You also have more reason to worry if you have been making your house help to work on public holidays and weekends, not giving them leave days, sending them away without a certificate of service, and paying them a salary of less than Sh10,000. This follows a decision by Justice Nduma Nderi that declared that it is illegal to just wake up one day and dismiss your house help without giving her a one-month notice of termination of her employment.
“It is unlawful to terminate the employment of a house help without giving her notice. It is also illegal and unfair labour practice to send a house help away without paying her any terminal benefits and not giving her certificate of service,” ruled Nderi.
Justice Nderi made the decision in a case in which a house help challenged her sacking by her employer for asking a salary increment. The judge awarded her a total of Sh270,964 for the unfair termination of her contract.
According to the judge, the employment laws states that you must give an employee, including a house help a one-month notice before sacking them or in the alternative pay them the equivalent of a one-month salary.
In the case, Moreen Muhani had sued her employer Namuben Manji Bhinji for terminating her contract without a valid reason. Muhani claimed that she was employed by Bhinji as a house girl in February 2015 with a monthly salary of Sh3,000.
After two years of working, Muhani said she approached her employer on December 30, 2016 and requested for a salary increment. She stated that instead of listening to her request, Bhinji got annoyed, terminated the contract and sent her away the next day.
She then filed the case claiming that her job was terminated without notice for no good reason and asked the court for compensation.
Justice Nderi agreed with her claims ruling that the termination of employment was for no valid reason and that the employer did not follow a fair procedure in terminating her employment.
“The employer violated sections 36,41,43 and 45 of the Employment Act 2007 and the claimant is entitled to compensation. I find that the house girl did not contribute to the termination of her job. She was underpaid and was victimized for asserting her right for salary increment,” ruled Nderi.
According to the judge, the law requires that you must give notice to your house help whenever you want to terminate their contract, pay them terminal benefits and give them certificate of service when you part ways.

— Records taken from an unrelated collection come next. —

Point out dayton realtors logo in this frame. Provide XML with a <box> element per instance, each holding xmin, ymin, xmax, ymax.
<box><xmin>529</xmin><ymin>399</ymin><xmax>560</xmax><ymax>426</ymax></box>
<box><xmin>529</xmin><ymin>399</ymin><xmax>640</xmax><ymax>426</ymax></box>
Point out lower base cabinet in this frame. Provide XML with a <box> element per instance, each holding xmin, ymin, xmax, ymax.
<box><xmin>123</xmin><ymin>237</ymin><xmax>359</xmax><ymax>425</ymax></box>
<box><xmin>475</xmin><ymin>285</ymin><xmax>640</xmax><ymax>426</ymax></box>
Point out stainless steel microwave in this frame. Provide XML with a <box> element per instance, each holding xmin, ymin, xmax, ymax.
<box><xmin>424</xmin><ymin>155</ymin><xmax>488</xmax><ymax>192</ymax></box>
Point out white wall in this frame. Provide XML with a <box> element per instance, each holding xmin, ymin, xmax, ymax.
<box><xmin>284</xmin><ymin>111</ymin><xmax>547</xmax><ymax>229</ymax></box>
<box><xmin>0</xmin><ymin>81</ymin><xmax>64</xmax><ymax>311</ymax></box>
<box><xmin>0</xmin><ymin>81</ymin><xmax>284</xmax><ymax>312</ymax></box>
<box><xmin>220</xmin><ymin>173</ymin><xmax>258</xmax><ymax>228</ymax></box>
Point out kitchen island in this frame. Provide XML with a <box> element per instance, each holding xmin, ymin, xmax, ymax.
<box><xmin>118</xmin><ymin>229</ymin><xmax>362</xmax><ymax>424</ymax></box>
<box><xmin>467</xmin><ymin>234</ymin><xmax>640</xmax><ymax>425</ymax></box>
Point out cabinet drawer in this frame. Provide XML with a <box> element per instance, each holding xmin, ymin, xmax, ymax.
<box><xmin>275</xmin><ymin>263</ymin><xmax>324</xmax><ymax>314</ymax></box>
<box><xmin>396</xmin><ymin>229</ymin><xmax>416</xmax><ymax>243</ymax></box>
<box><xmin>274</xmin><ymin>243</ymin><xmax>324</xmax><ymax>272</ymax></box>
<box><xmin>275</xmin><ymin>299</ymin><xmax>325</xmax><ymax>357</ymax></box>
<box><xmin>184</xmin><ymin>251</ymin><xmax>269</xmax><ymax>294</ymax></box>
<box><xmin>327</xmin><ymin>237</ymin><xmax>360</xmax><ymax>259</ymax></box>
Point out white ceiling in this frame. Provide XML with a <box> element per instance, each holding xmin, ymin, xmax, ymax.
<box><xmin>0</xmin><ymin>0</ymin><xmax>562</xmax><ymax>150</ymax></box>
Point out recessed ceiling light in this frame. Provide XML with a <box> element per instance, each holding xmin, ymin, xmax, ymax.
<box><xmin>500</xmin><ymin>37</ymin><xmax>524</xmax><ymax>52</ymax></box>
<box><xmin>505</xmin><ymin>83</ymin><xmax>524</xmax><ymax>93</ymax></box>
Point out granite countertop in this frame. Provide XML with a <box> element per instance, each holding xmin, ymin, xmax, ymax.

Justice Nderi ruled that the Employment Act states that the minimum salary for a house help should be Sh10,107 and that the employer should enroll her to National Social Security Fund (NSSF) and provide her with the National Health Insurance Fund (NHIF) card.
He awarded Muhani Sh206,953 as compensation for the two years she was underpaid, adding that the house girl was entitled to one month leave every year worked and awarded her Sh20,107 as two months’ salary for the two years she worked without going on leave.
The judge further awarded her Sh13,473 for the public holidays worked without rest and Sh10,107 being the minimum one-month salary she should have been paid in lieu of notice to terminate her contract.